Investigating ways to speed up convergence revealed two very different issues. The first was that the assignments were not producing user equilibrium solutions because one of the conditions for the existence of user equilibrium had been violated by the use of caps on travel times produced by the volume delay functions. This seemingly innocuous constraint resulted in sometimes wildly unstable assignment results. However, removing it revealed the problem for which it had been added, namely a small number of extremely overloaded links representing only about 1% of the network produced 16 times as much VHT as the other 99% of the links and prevented convergence. Ultimately, editing to add more loading points to the network addressed this and resulted in faster and more stable solutions but this situation illustrates one of the pitfalls of the more aggregate zonal systems typical of statewide models.
The second aide in reducing runtimes and improving convergence came from testing alternative assignment algorithms. Testing determined that the Conjugate Frank-Wolfe, converged fastest in OSTDM’s modeling software when compared to traditional Frank-Wolfe, MSA, Bi-Conjugate Frank-Wolfe, and Gradient Projection. Origin-based assignments on a single processor in another software performed substantially faster still, however, this could be partially offset by the use of more processors in ODOT’s modeling cluster so conversion to this package was not pursued.

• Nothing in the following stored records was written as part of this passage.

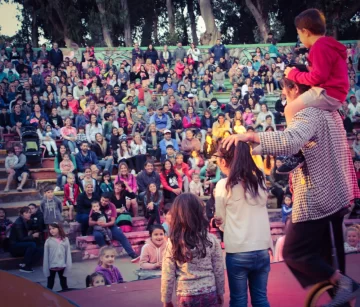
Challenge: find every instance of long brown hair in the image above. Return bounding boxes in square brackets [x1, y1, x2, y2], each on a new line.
[217, 140, 266, 196]
[48, 222, 66, 240]
[169, 193, 212, 263]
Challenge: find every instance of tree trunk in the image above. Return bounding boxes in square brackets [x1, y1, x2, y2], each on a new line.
[96, 0, 113, 47]
[166, 0, 176, 38]
[198, 0, 221, 45]
[153, 10, 160, 45]
[187, 0, 198, 45]
[141, 1, 154, 46]
[244, 0, 268, 43]
[120, 0, 132, 47]
[31, 7, 39, 47]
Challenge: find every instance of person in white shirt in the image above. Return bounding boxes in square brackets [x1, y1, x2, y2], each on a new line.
[347, 95, 360, 123]
[214, 141, 271, 306]
[130, 133, 147, 173]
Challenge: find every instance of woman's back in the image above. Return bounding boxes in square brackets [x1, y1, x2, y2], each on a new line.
[215, 178, 271, 253]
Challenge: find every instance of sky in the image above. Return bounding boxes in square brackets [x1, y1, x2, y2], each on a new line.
[0, 2, 21, 36]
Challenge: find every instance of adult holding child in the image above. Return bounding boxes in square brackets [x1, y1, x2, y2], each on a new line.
[214, 141, 271, 306]
[54, 144, 77, 192]
[89, 193, 139, 260]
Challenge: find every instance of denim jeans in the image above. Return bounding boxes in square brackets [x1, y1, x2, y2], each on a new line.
[76, 213, 90, 236]
[93, 225, 136, 257]
[98, 157, 113, 175]
[56, 174, 67, 188]
[10, 241, 43, 268]
[226, 249, 270, 307]
[63, 139, 76, 153]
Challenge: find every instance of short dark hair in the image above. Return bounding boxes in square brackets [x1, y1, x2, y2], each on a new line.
[101, 192, 111, 200]
[149, 224, 165, 236]
[265, 115, 272, 120]
[19, 206, 30, 215]
[294, 9, 326, 35]
[80, 141, 89, 147]
[28, 203, 37, 209]
[166, 145, 174, 150]
[163, 203, 172, 215]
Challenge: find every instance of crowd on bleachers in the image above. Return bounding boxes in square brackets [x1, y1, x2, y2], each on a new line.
[0, 37, 359, 297]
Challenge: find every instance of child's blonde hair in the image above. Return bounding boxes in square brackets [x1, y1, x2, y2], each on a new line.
[98, 246, 117, 265]
[346, 226, 360, 238]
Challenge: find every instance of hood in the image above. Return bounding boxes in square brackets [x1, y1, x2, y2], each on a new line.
[143, 238, 167, 263]
[209, 104, 219, 111]
[317, 37, 347, 60]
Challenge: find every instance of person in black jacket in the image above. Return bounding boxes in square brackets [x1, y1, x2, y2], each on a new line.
[274, 93, 287, 124]
[28, 203, 45, 233]
[153, 67, 168, 89]
[144, 44, 158, 64]
[49, 42, 63, 68]
[92, 133, 114, 176]
[0, 106, 11, 140]
[9, 207, 43, 273]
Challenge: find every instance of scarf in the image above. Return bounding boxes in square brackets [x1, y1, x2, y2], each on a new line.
[97, 140, 107, 156]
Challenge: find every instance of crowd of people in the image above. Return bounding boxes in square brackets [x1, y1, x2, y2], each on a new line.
[0, 7, 360, 306]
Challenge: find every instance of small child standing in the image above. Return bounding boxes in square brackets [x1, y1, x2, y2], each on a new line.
[344, 226, 360, 254]
[95, 246, 124, 284]
[189, 173, 204, 197]
[140, 225, 166, 270]
[63, 173, 79, 221]
[162, 203, 172, 237]
[76, 126, 87, 147]
[90, 201, 112, 244]
[161, 193, 224, 306]
[144, 183, 163, 230]
[59, 153, 75, 174]
[281, 194, 293, 223]
[40, 186, 63, 225]
[43, 223, 72, 290]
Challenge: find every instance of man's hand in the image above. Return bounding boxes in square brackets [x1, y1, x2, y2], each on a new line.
[222, 133, 253, 150]
[284, 66, 295, 78]
[32, 232, 40, 238]
[97, 221, 106, 227]
[172, 188, 181, 195]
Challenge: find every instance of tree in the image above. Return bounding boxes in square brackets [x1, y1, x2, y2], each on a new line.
[95, 0, 113, 47]
[198, 0, 221, 45]
[166, 0, 176, 40]
[186, 0, 199, 45]
[243, 0, 269, 43]
[120, 0, 132, 47]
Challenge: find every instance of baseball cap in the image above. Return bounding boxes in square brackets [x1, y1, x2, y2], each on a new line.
[164, 129, 171, 134]
[157, 106, 163, 110]
[188, 94, 194, 98]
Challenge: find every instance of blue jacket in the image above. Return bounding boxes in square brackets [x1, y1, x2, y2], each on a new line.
[10, 110, 27, 126]
[281, 204, 292, 223]
[163, 83, 177, 92]
[75, 150, 100, 173]
[159, 138, 179, 155]
[209, 44, 227, 61]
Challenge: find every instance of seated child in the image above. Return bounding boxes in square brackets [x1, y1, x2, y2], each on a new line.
[233, 119, 246, 134]
[162, 203, 172, 237]
[90, 201, 112, 244]
[139, 225, 166, 270]
[344, 226, 360, 254]
[276, 9, 349, 173]
[99, 171, 114, 193]
[59, 153, 75, 174]
[137, 100, 147, 115]
[161, 144, 177, 163]
[144, 183, 163, 230]
[188, 150, 204, 174]
[76, 126, 87, 148]
[5, 148, 18, 178]
[243, 107, 255, 127]
[281, 194, 293, 223]
[63, 173, 79, 221]
[86, 272, 108, 287]
[103, 113, 114, 141]
[203, 134, 217, 160]
[189, 173, 204, 197]
[95, 246, 123, 284]
[75, 109, 87, 129]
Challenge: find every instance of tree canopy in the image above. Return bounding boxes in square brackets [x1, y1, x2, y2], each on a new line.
[1, 0, 359, 47]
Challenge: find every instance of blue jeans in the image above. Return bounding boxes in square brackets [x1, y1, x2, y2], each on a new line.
[226, 249, 270, 307]
[63, 139, 76, 153]
[98, 157, 113, 175]
[76, 213, 89, 236]
[93, 225, 136, 257]
[10, 241, 43, 268]
[56, 174, 67, 188]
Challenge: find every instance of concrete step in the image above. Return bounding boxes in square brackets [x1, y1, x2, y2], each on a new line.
[0, 178, 35, 190]
[0, 168, 57, 180]
[0, 157, 55, 168]
[0, 188, 41, 204]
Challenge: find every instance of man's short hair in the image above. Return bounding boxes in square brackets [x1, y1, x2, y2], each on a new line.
[218, 113, 225, 118]
[19, 206, 30, 215]
[101, 192, 111, 200]
[265, 115, 272, 120]
[294, 8, 326, 35]
[166, 145, 174, 150]
[283, 64, 311, 94]
[80, 141, 89, 147]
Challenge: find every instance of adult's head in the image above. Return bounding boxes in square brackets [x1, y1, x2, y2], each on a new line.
[13, 144, 23, 156]
[19, 206, 31, 221]
[80, 141, 90, 154]
[118, 162, 130, 176]
[215, 141, 265, 195]
[84, 182, 94, 195]
[144, 161, 155, 174]
[282, 67, 311, 103]
[218, 113, 225, 124]
[164, 129, 172, 140]
[100, 193, 112, 207]
[28, 203, 38, 215]
[185, 129, 194, 140]
[95, 133, 104, 144]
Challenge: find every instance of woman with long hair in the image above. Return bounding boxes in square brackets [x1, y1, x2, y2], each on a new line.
[159, 159, 182, 201]
[214, 141, 271, 306]
[57, 98, 74, 120]
[92, 133, 114, 176]
[114, 162, 138, 216]
[60, 117, 78, 154]
[54, 144, 77, 191]
[86, 113, 103, 144]
[116, 139, 135, 170]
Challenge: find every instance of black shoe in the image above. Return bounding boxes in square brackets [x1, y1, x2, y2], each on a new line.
[130, 254, 140, 263]
[325, 275, 360, 307]
[19, 266, 34, 273]
[276, 153, 305, 174]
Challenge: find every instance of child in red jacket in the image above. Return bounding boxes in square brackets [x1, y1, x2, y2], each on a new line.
[63, 173, 79, 221]
[274, 9, 349, 174]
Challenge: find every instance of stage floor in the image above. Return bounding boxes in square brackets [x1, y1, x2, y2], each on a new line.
[62, 254, 360, 307]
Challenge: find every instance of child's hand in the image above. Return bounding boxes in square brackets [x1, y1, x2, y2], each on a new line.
[284, 66, 295, 77]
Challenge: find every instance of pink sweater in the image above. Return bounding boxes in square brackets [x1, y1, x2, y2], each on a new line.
[140, 238, 167, 270]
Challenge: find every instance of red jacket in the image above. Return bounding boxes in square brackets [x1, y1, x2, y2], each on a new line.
[63, 183, 80, 206]
[182, 115, 201, 129]
[160, 169, 183, 192]
[175, 162, 191, 181]
[288, 37, 349, 103]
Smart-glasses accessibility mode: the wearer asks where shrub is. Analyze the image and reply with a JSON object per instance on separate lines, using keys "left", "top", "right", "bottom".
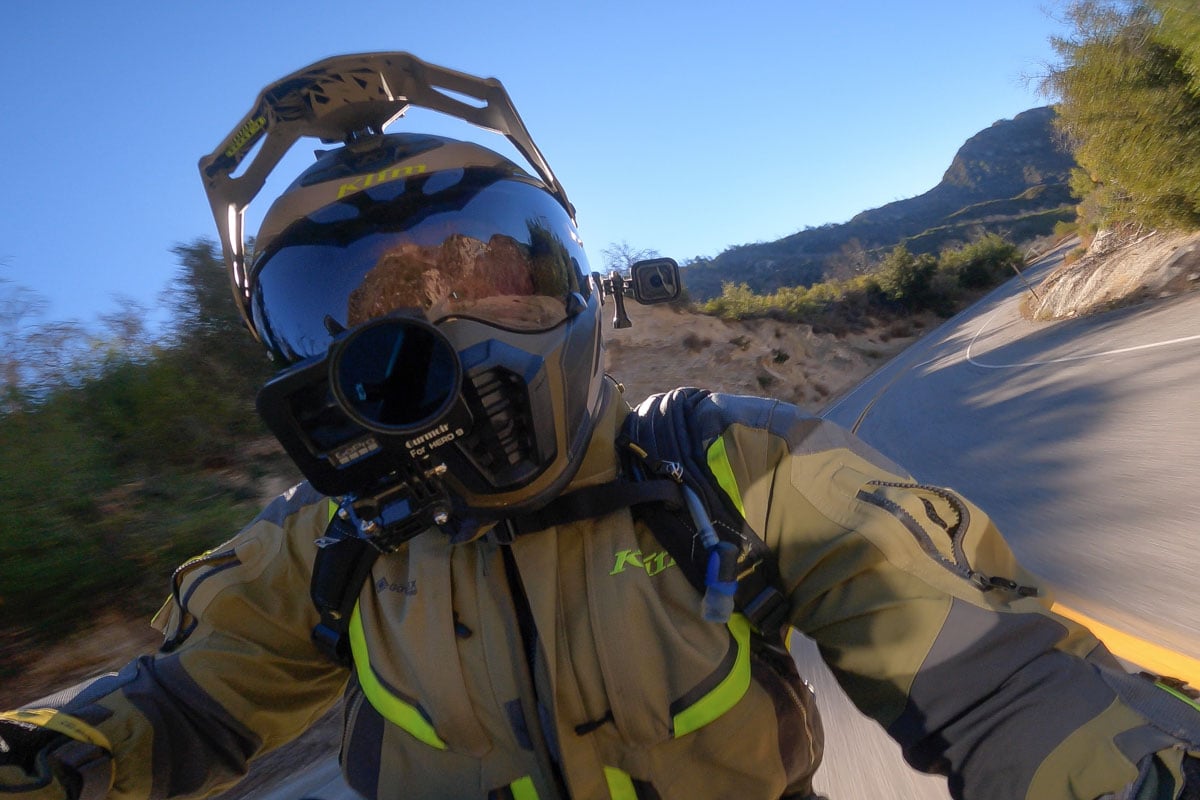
{"left": 695, "top": 236, "right": 1029, "bottom": 329}
{"left": 0, "top": 239, "right": 283, "bottom": 655}
{"left": 1053, "top": 219, "right": 1080, "bottom": 240}
{"left": 875, "top": 245, "right": 938, "bottom": 311}
{"left": 949, "top": 234, "right": 1022, "bottom": 289}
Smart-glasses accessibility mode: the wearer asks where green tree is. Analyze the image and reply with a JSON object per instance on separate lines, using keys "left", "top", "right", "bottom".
{"left": 0, "top": 241, "right": 285, "bottom": 655}
{"left": 942, "top": 234, "right": 1023, "bottom": 289}
{"left": 1152, "top": 1, "right": 1200, "bottom": 95}
{"left": 163, "top": 239, "right": 274, "bottom": 419}
{"left": 875, "top": 245, "right": 938, "bottom": 311}
{"left": 0, "top": 277, "right": 90, "bottom": 411}
{"left": 1046, "top": 1, "right": 1200, "bottom": 229}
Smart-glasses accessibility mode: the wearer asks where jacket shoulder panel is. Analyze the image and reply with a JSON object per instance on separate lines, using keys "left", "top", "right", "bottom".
{"left": 154, "top": 481, "right": 331, "bottom": 646}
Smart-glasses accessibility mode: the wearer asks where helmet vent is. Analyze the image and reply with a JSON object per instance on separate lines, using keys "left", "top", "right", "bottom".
{"left": 462, "top": 367, "right": 537, "bottom": 481}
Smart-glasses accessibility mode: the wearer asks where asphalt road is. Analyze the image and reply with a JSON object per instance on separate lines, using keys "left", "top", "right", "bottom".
{"left": 823, "top": 241, "right": 1200, "bottom": 662}
{"left": 800, "top": 239, "right": 1198, "bottom": 798}
{"left": 269, "top": 241, "right": 1200, "bottom": 798}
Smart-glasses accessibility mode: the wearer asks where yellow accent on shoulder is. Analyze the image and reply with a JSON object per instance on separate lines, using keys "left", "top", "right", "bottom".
{"left": 706, "top": 436, "right": 746, "bottom": 518}
{"left": 0, "top": 708, "right": 112, "bottom": 753}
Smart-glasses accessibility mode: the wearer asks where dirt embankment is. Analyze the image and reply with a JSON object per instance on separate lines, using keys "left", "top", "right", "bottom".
{"left": 605, "top": 230, "right": 1200, "bottom": 408}
{"left": 604, "top": 303, "right": 937, "bottom": 409}
{"left": 1029, "top": 230, "right": 1200, "bottom": 319}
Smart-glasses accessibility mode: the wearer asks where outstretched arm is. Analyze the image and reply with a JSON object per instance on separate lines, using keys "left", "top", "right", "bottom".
{"left": 710, "top": 396, "right": 1200, "bottom": 799}
{"left": 1, "top": 483, "right": 347, "bottom": 800}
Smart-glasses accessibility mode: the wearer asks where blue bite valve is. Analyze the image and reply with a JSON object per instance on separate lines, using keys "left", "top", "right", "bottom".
{"left": 701, "top": 541, "right": 740, "bottom": 622}
{"left": 681, "top": 485, "right": 741, "bottom": 622}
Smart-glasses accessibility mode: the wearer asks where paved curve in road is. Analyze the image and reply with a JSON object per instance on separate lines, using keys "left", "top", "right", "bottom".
{"left": 269, "top": 242, "right": 1199, "bottom": 798}
{"left": 823, "top": 241, "right": 1200, "bottom": 664}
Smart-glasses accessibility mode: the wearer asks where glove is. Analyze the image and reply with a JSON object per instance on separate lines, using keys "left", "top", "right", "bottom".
{"left": 0, "top": 710, "right": 113, "bottom": 800}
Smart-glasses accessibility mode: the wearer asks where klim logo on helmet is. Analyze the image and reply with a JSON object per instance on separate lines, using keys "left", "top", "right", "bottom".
{"left": 223, "top": 115, "right": 267, "bottom": 159}
{"left": 337, "top": 164, "right": 428, "bottom": 199}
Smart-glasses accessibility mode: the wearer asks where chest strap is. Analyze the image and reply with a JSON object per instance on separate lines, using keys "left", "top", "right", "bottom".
{"left": 490, "top": 479, "right": 685, "bottom": 541}
{"left": 311, "top": 508, "right": 381, "bottom": 666}
{"left": 500, "top": 476, "right": 789, "bottom": 643}
{"left": 312, "top": 472, "right": 789, "bottom": 666}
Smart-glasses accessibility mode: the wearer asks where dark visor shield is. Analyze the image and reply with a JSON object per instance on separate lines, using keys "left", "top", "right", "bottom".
{"left": 251, "top": 170, "right": 588, "bottom": 363}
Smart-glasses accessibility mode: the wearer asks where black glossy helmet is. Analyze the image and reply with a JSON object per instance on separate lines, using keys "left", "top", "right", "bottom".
{"left": 250, "top": 132, "right": 593, "bottom": 364}
{"left": 199, "top": 53, "right": 608, "bottom": 523}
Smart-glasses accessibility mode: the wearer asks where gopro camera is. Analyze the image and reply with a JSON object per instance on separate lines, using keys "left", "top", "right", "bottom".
{"left": 257, "top": 315, "right": 474, "bottom": 547}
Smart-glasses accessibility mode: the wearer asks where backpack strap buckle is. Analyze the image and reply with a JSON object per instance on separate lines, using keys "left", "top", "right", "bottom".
{"left": 741, "top": 584, "right": 790, "bottom": 641}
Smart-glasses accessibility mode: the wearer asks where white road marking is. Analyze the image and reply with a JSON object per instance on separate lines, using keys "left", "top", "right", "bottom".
{"left": 966, "top": 307, "right": 1200, "bottom": 369}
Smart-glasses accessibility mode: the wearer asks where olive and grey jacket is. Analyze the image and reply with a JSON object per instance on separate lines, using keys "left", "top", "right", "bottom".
{"left": 41, "top": 384, "right": 1200, "bottom": 799}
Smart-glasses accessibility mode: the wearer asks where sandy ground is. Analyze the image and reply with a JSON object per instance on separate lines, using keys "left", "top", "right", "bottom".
{"left": 603, "top": 302, "right": 938, "bottom": 410}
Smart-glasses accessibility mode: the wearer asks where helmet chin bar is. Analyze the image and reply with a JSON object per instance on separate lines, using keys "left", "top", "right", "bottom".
{"left": 255, "top": 313, "right": 574, "bottom": 550}
{"left": 452, "top": 338, "right": 558, "bottom": 493}
{"left": 199, "top": 52, "right": 574, "bottom": 342}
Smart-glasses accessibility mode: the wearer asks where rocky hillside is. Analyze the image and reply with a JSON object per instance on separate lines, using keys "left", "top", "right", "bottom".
{"left": 684, "top": 106, "right": 1077, "bottom": 299}
{"left": 1030, "top": 229, "right": 1200, "bottom": 320}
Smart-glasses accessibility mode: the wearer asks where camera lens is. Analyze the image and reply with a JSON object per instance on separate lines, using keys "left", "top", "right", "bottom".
{"left": 331, "top": 317, "right": 461, "bottom": 432}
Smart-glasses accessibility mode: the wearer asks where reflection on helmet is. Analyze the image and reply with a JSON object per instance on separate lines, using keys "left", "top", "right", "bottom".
{"left": 252, "top": 139, "right": 588, "bottom": 364}
{"left": 347, "top": 228, "right": 576, "bottom": 330}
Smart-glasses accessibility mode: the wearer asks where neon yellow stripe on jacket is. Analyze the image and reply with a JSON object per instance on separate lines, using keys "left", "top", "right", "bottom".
{"left": 603, "top": 766, "right": 638, "bottom": 799}
{"left": 671, "top": 613, "right": 752, "bottom": 737}
{"left": 706, "top": 436, "right": 746, "bottom": 517}
{"left": 348, "top": 604, "right": 448, "bottom": 750}
{"left": 662, "top": 434, "right": 755, "bottom": 737}
{"left": 510, "top": 775, "right": 539, "bottom": 799}
{"left": 334, "top": 499, "right": 448, "bottom": 749}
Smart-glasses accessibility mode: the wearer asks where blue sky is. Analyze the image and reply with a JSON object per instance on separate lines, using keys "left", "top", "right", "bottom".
{"left": 2, "top": 1, "right": 1071, "bottom": 329}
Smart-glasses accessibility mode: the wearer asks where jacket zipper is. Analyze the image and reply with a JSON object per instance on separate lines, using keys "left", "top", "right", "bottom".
{"left": 340, "top": 688, "right": 366, "bottom": 757}
{"left": 857, "top": 481, "right": 1038, "bottom": 597}
{"left": 160, "top": 548, "right": 241, "bottom": 650}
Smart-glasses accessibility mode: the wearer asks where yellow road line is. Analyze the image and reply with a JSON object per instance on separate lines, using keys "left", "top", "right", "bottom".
{"left": 1052, "top": 602, "right": 1200, "bottom": 686}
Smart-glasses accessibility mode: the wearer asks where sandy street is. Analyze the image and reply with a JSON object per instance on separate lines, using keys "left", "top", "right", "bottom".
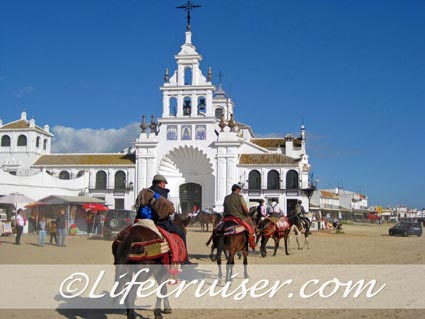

After both the network edits and the new algorithm, the original two-class assignment converges to relative gaps less than 1 x 10-4 (tighter than previously achievable at all) in less than 200 iterations and 14.5 hours of runtime. The faster runtimes have now created the possibility of judiciously adding vehicle classes and terms to the generalized cost function to provide more consistency between the assignment and benefit/cost analysis and more realistic toll choice modeling.